In conclusion, substrate manufacturers are clearly waking up to the fact that the wide-format print sector also needs to be seen to be green, particularly in the retail sector, where the pressure from consumers is mounting.
Biodegradability sells it
Newprint, based in Newcastle, Staffordshire, is a general commercial printer that also offers some wide-format services, including pop-ups, banners and even the occasional giclee print, using a HP Z21 DesignJet. The company has been a long-term user of Ilford films, and recently switched to BioMedia.
Director Leigh Wilbraham says that he was dismayed when told that Ilford were changing distributors and his preferred stock, SB8 film, was being discontinued and that the replacement, BioMedia, was £60 a roll more expensive. But once he was assured the price would remain the same as before, he agreed to try it.
He says: “I assumed that BioMedia would mean poor quality so we tried it reluctantly but now we wouldn’t use anything else. It has fantastic print quality and it's a more rigid material.” He adds: “It’s instantly dry, there’s no ink coming off on your fingers as it comes out of the machine.”
Wilbraham says that using BioMedia is also helping to bring in work: “The biodegradeability is a selling point now. We have always been price driven but we have now found that customers like the biodegradability and it helps us clinch orders.”

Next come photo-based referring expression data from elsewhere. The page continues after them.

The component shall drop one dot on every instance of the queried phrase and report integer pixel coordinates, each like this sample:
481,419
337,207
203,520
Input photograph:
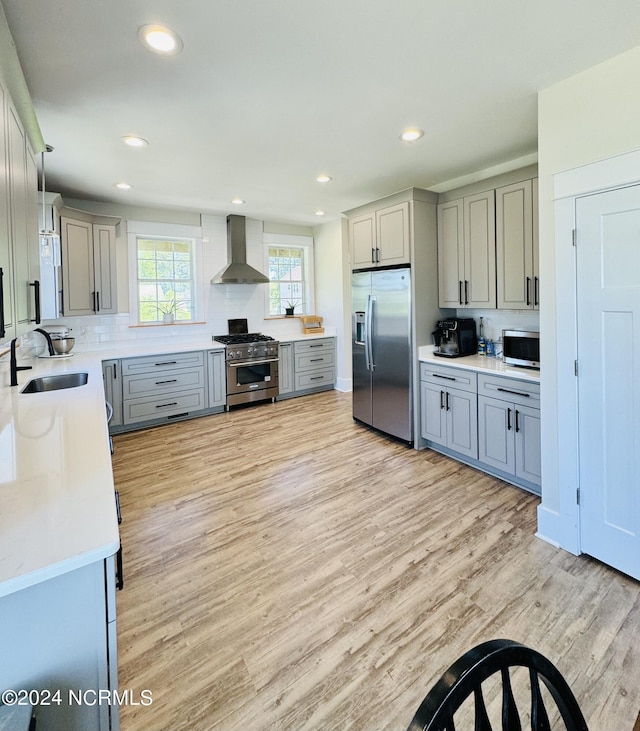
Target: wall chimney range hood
237,270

Showing off green credentials
BAF Graphics, based in south London, has been using Dufaylite’s Ultra Board for around four years now. Anthony Baglioni, business development manager, says that many customers are already familiar with it and will ask for it anyway: “It’s one of those products that clients use because of its sustainability and its environmental stance.” Baglioni says that it’s a nice material to work with: “It’s a very good product and it receives a print very well. It’s a rigid and flat material, and as the heads are running 1.5ml above the sheet you do need something that's fairly flat.”
There are other cardboard products around, at different prices, but Baglioni says that the Ultra Board has a good balance between cost and performance, explaining: “Cost tends to be driven by the amount of paper so there are other products that have a denser honeycomb towards the centre of the sandwich, and the more paper the more expensive the product. Dufaylite for us has been a good benchmark in that it has enough to perform as a display board without being too expensive.”

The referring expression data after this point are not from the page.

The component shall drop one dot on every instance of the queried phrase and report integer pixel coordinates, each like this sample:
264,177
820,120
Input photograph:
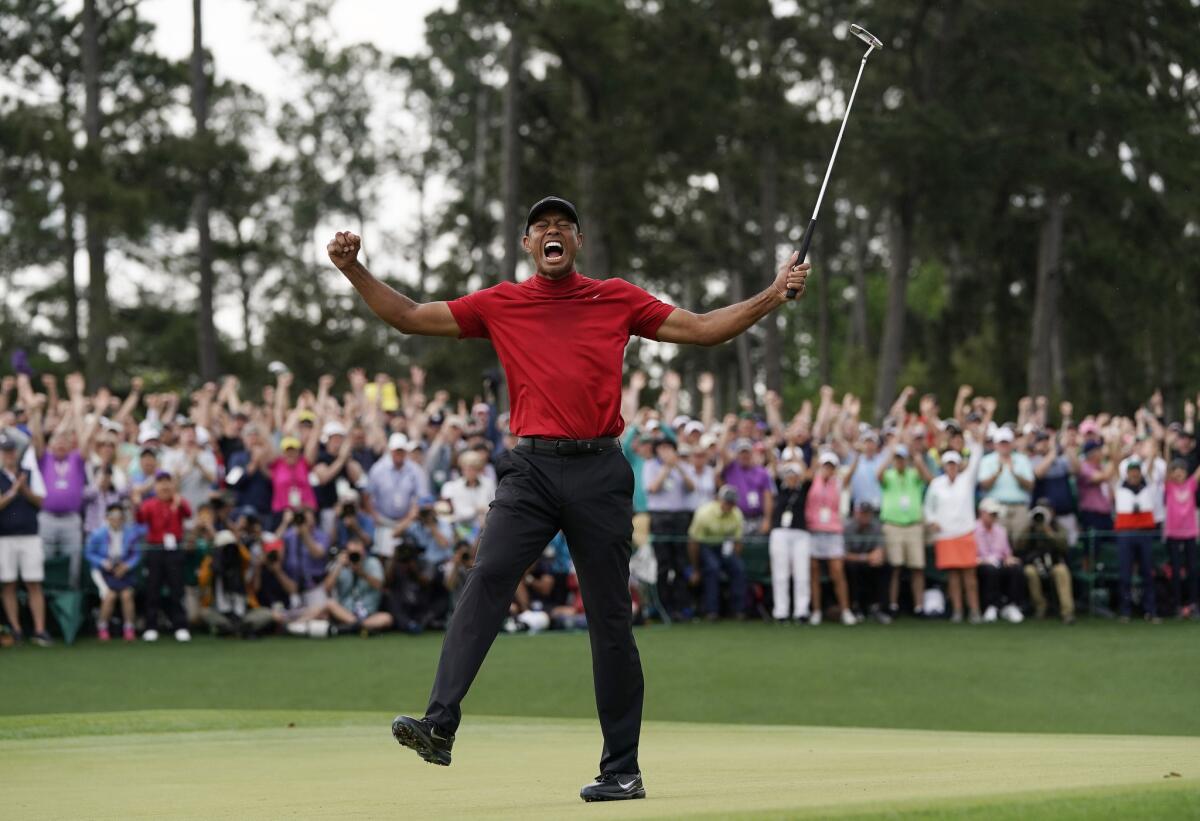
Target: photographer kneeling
226,580
407,581
354,586
1043,551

However, BAF is unlikely to be using the new edge tape, as Baglioni points out: “Every time we have printed on the product the edge has been left exposed as people want to show off that they are using a card type product. It's one of the few products that we can show a layman what it's made of. People will show off the edge to demonstrate that they have chosen an environmentally friendly product. And it has a charm about it.”